I have said this before in previous blog posts and if you think about it, it makes sense, right?

Let’s walk through the idea.

Think about a regular school day. Let’s make it sunny with a nice temperature. Students arrive from different cultural and socioeconomic backgrounds (and we already talked about how strong these variables can be in predicting student achievement). They walk into classrooms with different teachers. In one school, that repeats across grade levels. Then multiply that across schools. And for middle and high school students, the classroom changes every period.

All of the components from the example carry some level of influence on how students are learning. You know that. We know that. Then we add regular instruction. And in the federal programs world, we layer on supplemental interventions. Multiple strategies, supports, and targeted services on top of core instruction. And for those interventions, we want to know the impact. We want to understand whether intervention X actually influenced student learning and achievement.

Now here’s the caveat when we look at this from a districtwide perspective.

We often default to familiar statistical tools like t-tests or ANOVAs. At their core, these methods are about partitioning variance. And variance is simply a way of describing how much students differ from one another in their outcomes.

When we analyze data, we are essentially asking: where are the differences coming from? How much of the variation in achievement is associated with one factor versus another? Traditional parametric tests divide that variation in certain ways. But they rely on a very important assumption: independence of observations.

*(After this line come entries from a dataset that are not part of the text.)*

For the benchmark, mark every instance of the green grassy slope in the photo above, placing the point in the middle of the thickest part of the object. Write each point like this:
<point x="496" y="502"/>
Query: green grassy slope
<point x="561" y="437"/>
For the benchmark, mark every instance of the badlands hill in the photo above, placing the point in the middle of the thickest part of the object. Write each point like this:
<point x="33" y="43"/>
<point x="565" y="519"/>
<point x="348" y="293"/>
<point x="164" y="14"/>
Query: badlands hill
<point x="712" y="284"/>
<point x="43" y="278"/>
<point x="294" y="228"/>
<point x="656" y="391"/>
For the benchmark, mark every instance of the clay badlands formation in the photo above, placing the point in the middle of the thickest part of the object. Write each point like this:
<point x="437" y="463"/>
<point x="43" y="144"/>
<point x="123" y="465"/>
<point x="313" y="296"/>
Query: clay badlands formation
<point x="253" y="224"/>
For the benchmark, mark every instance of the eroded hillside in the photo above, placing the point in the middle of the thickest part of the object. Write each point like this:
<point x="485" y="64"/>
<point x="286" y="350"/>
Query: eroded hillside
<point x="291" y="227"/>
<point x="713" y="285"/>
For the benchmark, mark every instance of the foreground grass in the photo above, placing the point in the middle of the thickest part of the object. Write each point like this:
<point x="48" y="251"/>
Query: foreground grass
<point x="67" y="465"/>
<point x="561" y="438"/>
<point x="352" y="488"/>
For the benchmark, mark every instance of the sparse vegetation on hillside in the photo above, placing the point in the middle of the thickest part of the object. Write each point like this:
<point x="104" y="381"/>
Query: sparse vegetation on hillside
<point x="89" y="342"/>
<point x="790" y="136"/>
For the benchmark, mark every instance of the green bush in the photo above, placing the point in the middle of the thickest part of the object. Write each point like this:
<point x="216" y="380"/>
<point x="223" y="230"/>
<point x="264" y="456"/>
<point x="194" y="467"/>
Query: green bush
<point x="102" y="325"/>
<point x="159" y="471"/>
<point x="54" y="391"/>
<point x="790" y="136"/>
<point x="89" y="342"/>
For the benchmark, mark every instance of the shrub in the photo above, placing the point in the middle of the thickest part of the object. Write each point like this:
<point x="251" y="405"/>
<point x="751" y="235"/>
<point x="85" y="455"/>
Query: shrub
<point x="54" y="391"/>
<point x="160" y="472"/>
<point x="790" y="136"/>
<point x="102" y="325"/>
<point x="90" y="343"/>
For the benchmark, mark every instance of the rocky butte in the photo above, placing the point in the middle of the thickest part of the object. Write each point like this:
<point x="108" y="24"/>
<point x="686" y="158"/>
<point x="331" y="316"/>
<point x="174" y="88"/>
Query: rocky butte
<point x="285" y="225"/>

What does that mean in plain terms? It assumes each student is completely independent from every other student. No shared teachers. No shared classrooms. No shared schools. No shared environment. And we already know that’s not how schools operate.

Students are nested within classrooms. Classrooms are nested within schools. Those nested structures mean students share experiences and conditions. So part of the variance in outcomes may be due to individual characteristics, and part may be due to the classroom or school they belong to.

If we ignore that structure, we misattribute where differences are actually coming from.

This is where multilevel modeling becomes powerful.

Instead of forcing all the variance into one level, multilevel models explicitly partition it across levels. We might begin with a random intercept model. In technical terms, this allows each school to have its own average outcome. We estimate something called the intraclass correlation coefficient (ICC), which tells us how much of the total variance lives between schools versus within schools. In simpler terms: do schools meaningfully differ from one another, or are most differences happening among students inside the same school? That alone can shift how we interpret districtwide data.

Then we can introduce random slopes. That means the relationship between a predictor and an outcome is allowed to vary across schools. A variable might be strongly associated with achievement in some schools and less so in others. Instead of assuming one uniform effect, the model acknowledges variability in that relationship.

And then we can go further with cross-level interactions. This is where a student-level characteristic interacts with a school-level factor. In plain terms, context shapes how individual characteristics relate to outcomes. The same student-level variable may operate differently depending on the school environment.


All of his comes from a particular class. This semester I’m taking multilevel modeling, and I won’t lie: I’ve been quietly excited about it for a while. I always knew this layered reality existed in our data, but I didn’t yet have the tools to model it properly.

Now that I’m learning it, there’s something empowering about watching the variance shift as levels and interactions are added. It’s like peeling back layers of a system and seeing where differences exist.

Multilevel modeling helps make the structures visible, and that visibility feels empowering.